In the following questions we are dealing with subgroups of SYM($\aleph_0$) (the group of permutations of a countable set) with each non identity element having infinite support.
1. Are there two isomorphic subgroups (of SYM($\aleph_0$)) which are not conjugate?
2. Are there subgroups as above, but with transitive natural action on $\aleph_0$?
3. Are there locally finite subgroups as above, with transitive natural action on $\aleph_0$?
Thanks, this is my first time posting here.
For the first question.

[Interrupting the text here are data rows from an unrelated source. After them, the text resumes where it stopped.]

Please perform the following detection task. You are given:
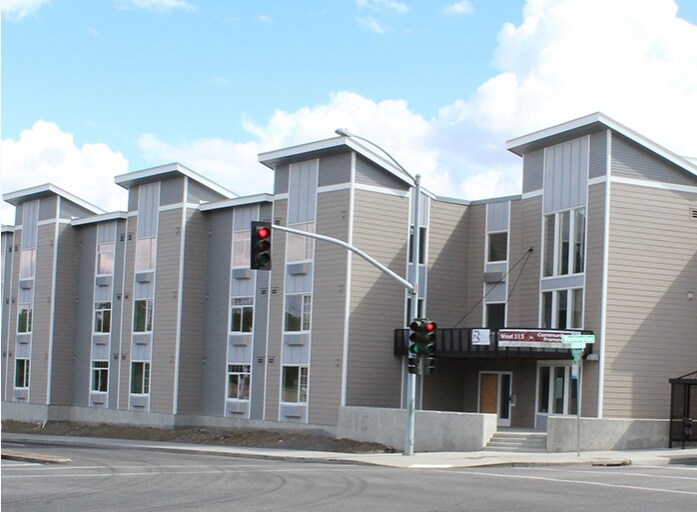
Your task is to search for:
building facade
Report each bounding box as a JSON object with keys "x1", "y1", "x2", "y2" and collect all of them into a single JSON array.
[{"x1": 1, "y1": 114, "x2": 697, "y2": 429}]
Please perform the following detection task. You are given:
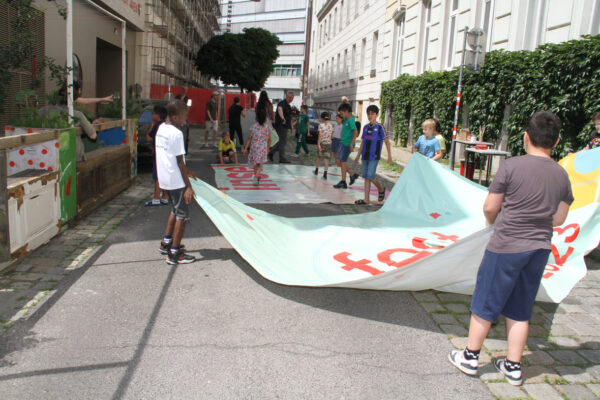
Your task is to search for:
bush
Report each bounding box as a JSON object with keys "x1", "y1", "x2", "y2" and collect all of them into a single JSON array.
[{"x1": 381, "y1": 35, "x2": 600, "y2": 158}]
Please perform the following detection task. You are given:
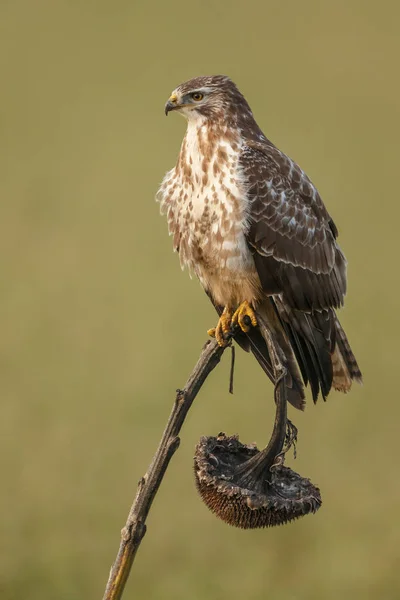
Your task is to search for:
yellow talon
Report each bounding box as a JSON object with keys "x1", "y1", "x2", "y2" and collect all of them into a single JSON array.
[
  {"x1": 231, "y1": 300, "x2": 258, "y2": 333},
  {"x1": 207, "y1": 307, "x2": 232, "y2": 348}
]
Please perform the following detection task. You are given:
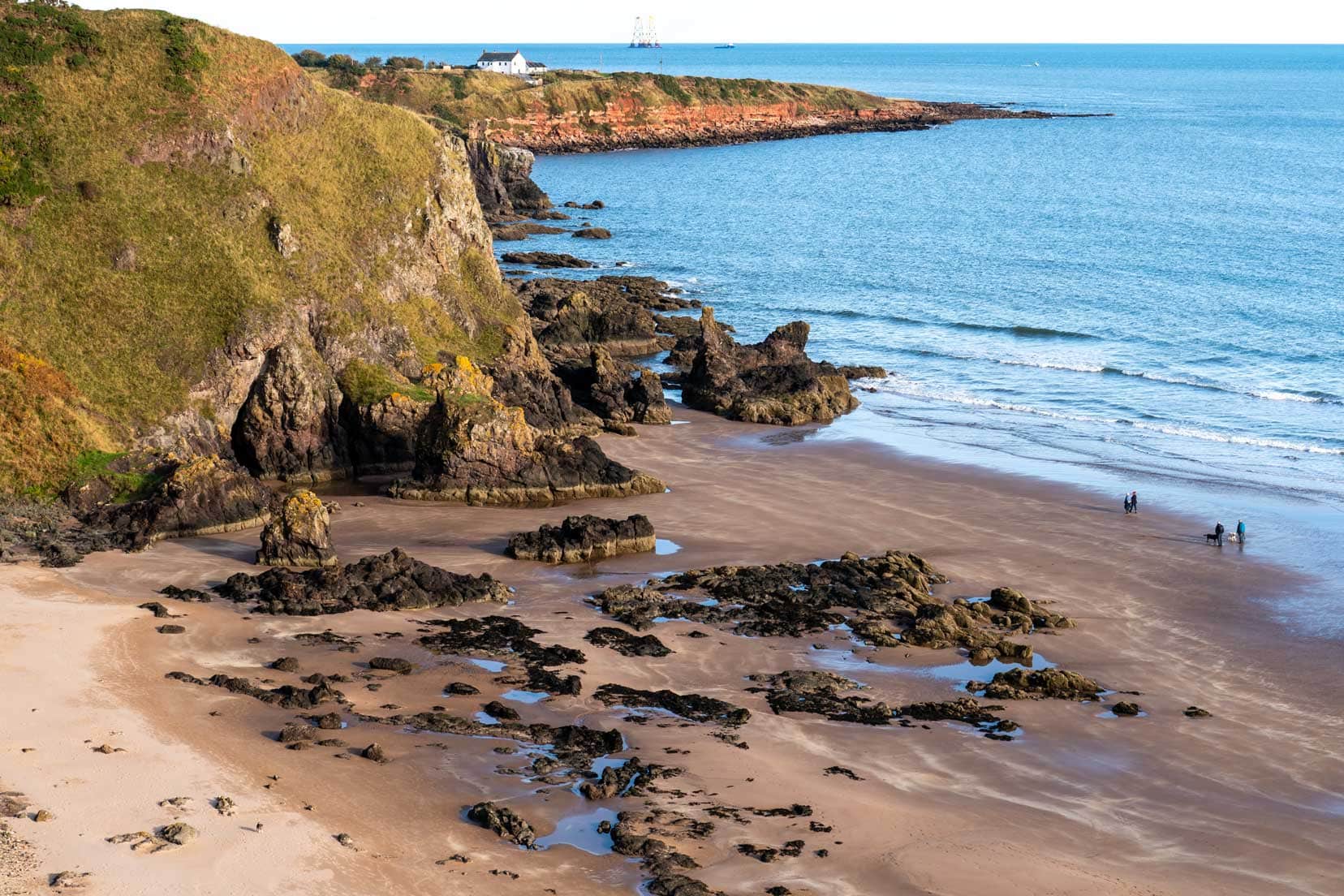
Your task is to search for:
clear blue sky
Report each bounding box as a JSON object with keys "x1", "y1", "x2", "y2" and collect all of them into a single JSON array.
[{"x1": 80, "y1": 0, "x2": 1344, "y2": 45}]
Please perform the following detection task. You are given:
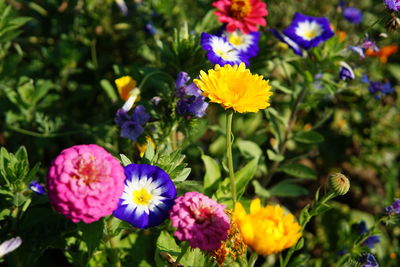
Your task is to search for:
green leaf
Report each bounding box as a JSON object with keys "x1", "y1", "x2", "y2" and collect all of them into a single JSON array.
[
  {"x1": 294, "y1": 131, "x2": 324, "y2": 144},
  {"x1": 119, "y1": 154, "x2": 132, "y2": 167},
  {"x1": 236, "y1": 139, "x2": 262, "y2": 158},
  {"x1": 100, "y1": 79, "x2": 118, "y2": 102},
  {"x1": 252, "y1": 180, "x2": 271, "y2": 198},
  {"x1": 235, "y1": 157, "x2": 259, "y2": 198},
  {"x1": 278, "y1": 163, "x2": 317, "y2": 179},
  {"x1": 267, "y1": 149, "x2": 285, "y2": 161},
  {"x1": 201, "y1": 155, "x2": 221, "y2": 191},
  {"x1": 269, "y1": 180, "x2": 308, "y2": 197},
  {"x1": 78, "y1": 220, "x2": 104, "y2": 259}
]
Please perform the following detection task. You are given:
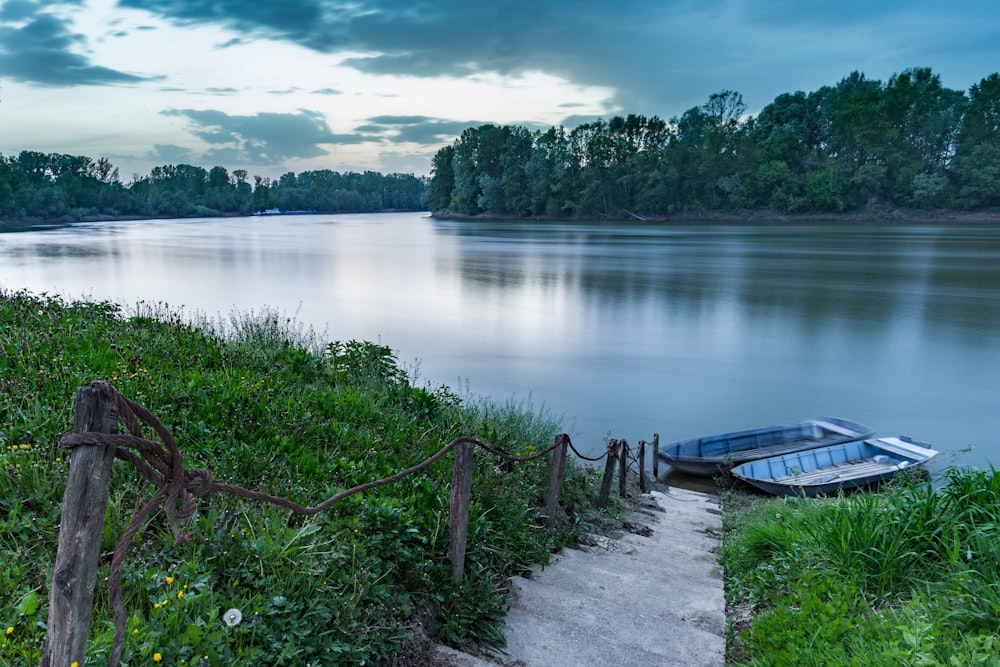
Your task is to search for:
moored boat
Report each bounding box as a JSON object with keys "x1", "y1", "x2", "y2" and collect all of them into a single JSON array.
[
  {"x1": 659, "y1": 417, "x2": 874, "y2": 477},
  {"x1": 733, "y1": 436, "x2": 938, "y2": 497}
]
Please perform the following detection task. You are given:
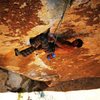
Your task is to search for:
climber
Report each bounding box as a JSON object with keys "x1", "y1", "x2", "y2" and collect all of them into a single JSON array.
[
  {"x1": 15, "y1": 28, "x2": 83, "y2": 60},
  {"x1": 15, "y1": 28, "x2": 55, "y2": 59}
]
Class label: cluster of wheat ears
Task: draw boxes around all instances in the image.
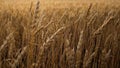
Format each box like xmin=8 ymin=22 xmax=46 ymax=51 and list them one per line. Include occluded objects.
xmin=0 ymin=1 xmax=120 ymax=68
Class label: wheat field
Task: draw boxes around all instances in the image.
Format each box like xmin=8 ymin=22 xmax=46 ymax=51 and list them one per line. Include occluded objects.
xmin=0 ymin=0 xmax=120 ymax=68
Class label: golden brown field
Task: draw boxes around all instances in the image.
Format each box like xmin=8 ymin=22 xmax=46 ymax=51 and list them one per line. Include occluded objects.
xmin=0 ymin=0 xmax=120 ymax=68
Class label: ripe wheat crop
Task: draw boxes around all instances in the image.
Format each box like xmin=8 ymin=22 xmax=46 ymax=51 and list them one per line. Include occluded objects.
xmin=0 ymin=0 xmax=120 ymax=68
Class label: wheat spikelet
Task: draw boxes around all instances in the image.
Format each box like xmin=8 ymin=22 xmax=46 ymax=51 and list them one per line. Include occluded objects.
xmin=0 ymin=32 xmax=14 ymax=52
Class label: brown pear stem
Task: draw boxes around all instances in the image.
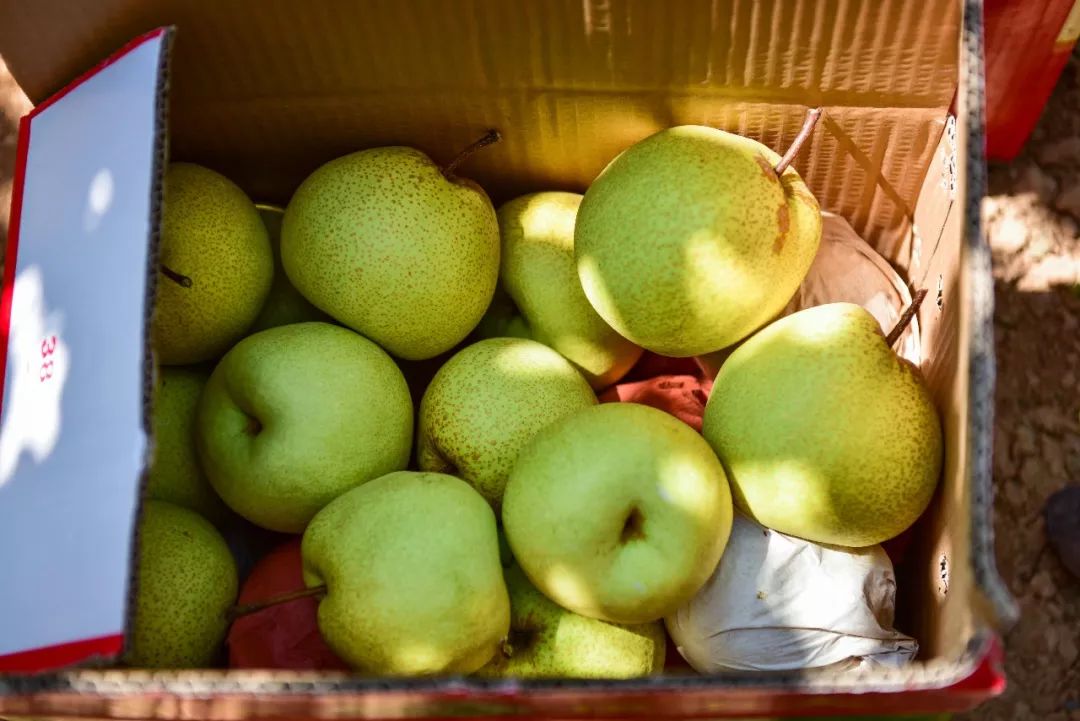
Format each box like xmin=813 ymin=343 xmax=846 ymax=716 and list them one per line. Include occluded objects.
xmin=161 ymin=263 xmax=192 ymax=288
xmin=225 ymin=584 xmax=326 ymax=624
xmin=885 ymin=288 xmax=927 ymax=348
xmin=443 ymin=130 xmax=502 ymax=178
xmin=774 ymin=108 xmax=821 ymax=175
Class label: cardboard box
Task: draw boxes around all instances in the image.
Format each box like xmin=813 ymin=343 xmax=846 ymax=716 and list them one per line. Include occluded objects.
xmin=0 ymin=0 xmax=1014 ymax=719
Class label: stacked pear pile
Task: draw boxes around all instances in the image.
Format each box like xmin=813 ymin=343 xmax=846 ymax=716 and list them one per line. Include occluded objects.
xmin=135 ymin=118 xmax=942 ymax=678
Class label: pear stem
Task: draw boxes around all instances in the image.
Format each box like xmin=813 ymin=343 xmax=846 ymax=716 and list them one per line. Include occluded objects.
xmin=161 ymin=263 xmax=192 ymax=288
xmin=443 ymin=130 xmax=502 ymax=178
xmin=225 ymin=584 xmax=326 ymax=624
xmin=774 ymin=108 xmax=821 ymax=175
xmin=885 ymin=288 xmax=927 ymax=348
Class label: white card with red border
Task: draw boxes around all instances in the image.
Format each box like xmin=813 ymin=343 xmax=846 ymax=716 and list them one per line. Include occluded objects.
xmin=0 ymin=28 xmax=168 ymax=672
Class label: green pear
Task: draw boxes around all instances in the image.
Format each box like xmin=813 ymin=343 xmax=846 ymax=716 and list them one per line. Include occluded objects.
xmin=417 ymin=338 xmax=596 ymax=509
xmin=195 ymin=323 xmax=413 ymax=533
xmin=473 ymin=283 xmax=532 ymax=340
xmin=573 ymin=125 xmax=822 ymax=357
xmin=301 ymin=471 xmax=510 ymax=676
xmin=248 ymin=204 xmax=330 ymax=332
xmin=146 ymin=367 xmax=228 ymax=523
xmin=281 ymin=147 xmax=499 ymax=361
xmin=152 ymin=163 xmax=273 ymax=365
xmin=702 ymin=303 xmax=942 ymax=547
xmin=502 ymin=403 xmax=732 ymax=624
xmin=489 ymin=192 xmax=642 ymax=390
xmin=477 ymin=566 xmax=666 ymax=679
xmin=125 ymin=500 xmax=238 ymax=668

Let us consider the morphism :
$$f_3:\mathbb{N}\rightarrow \mathbb{N} $$
$$3n\mapsto 3n $$
$$3n+1\mapsto 3n+2$$
$$3n+2\mapsto 3n+1$$
This is clearly a bijection of order $2$ whose support is $(3\mathbb{N})^c$ which is infinite.
On the other hand could also consider :
$$f_2:\mathbb{N}\rightarrow \mathbb{N} $$
$$2n\mapsto 2n+1 $$
$$2n+1\mapsto 2n$$
This is clearly a bijection of order $2$ whose support is $\mathbb{N}$.
Now the subgroup $G$ generated by $f_2$ and $H$ by $f_3$ are both isomorphic to $\mathbb{Z}_2$, nevertheless they cannot be conjugate (otherwise the set of fixed points would be empty for $f_3$ because it is for $f_2$).